Es gibt nicht viele Gemeinsamkeiten zwischen Magdeburg und Saratow. Die eine Stadt liegt in Mittelrussland an der Wolga, Magdeburg an der Elbe. Saratow hat über eine Million Einwohner, Magdeburg etwa 230.000. Familie Bauer kam als Spät-Aussiedler von der Wolga an die Elbe. Sie hat ein schönes Haus am Stadtrand mit einem großen Garten. Helene Bauer arbeitet als Laborantin, ihr Mann Roman als Elektrotechniker.
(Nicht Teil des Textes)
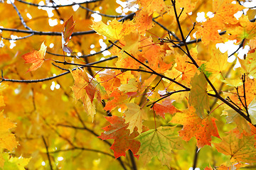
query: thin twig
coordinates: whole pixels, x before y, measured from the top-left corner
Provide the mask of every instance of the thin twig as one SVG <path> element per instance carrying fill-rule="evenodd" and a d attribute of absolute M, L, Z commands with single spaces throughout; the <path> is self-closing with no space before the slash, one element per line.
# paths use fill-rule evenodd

Beiden hört man an, dass sie nicht aus Magdeburg kommen. Bei Diman, ihrem 16-jährigen Sohn, ist das längst nicht mehr zu hören. Er kennt Russland von Besuchen, aus Erzählungen. Magdeburg ist jetzt seine Heimat. Und auch seine Eltern verwenden das Wort Heimat, wenn sie von Magdeburg sprechen. Vor zehn Jahren kam die Familie nach Magdeburg. Größer ist sie geworden. Die 8-jährigen Zwillinge Marie-Sophie und Julia-Katharina wohnen seit mehr als einem Jahr bei den Bauers. Stolz zeigen die Pflegekinder ihre Schreib- und Rechenhefte, Lernen fiel ihnen früher schwer. Heute zeigen sie ihrer Mama, wie sie die 35-Jährige nennen, wie flink sie Aufgaben lösen können. Helena und Roman Bauer lösen andere Aufgaben. Ihr Haus war einst eine Ruine.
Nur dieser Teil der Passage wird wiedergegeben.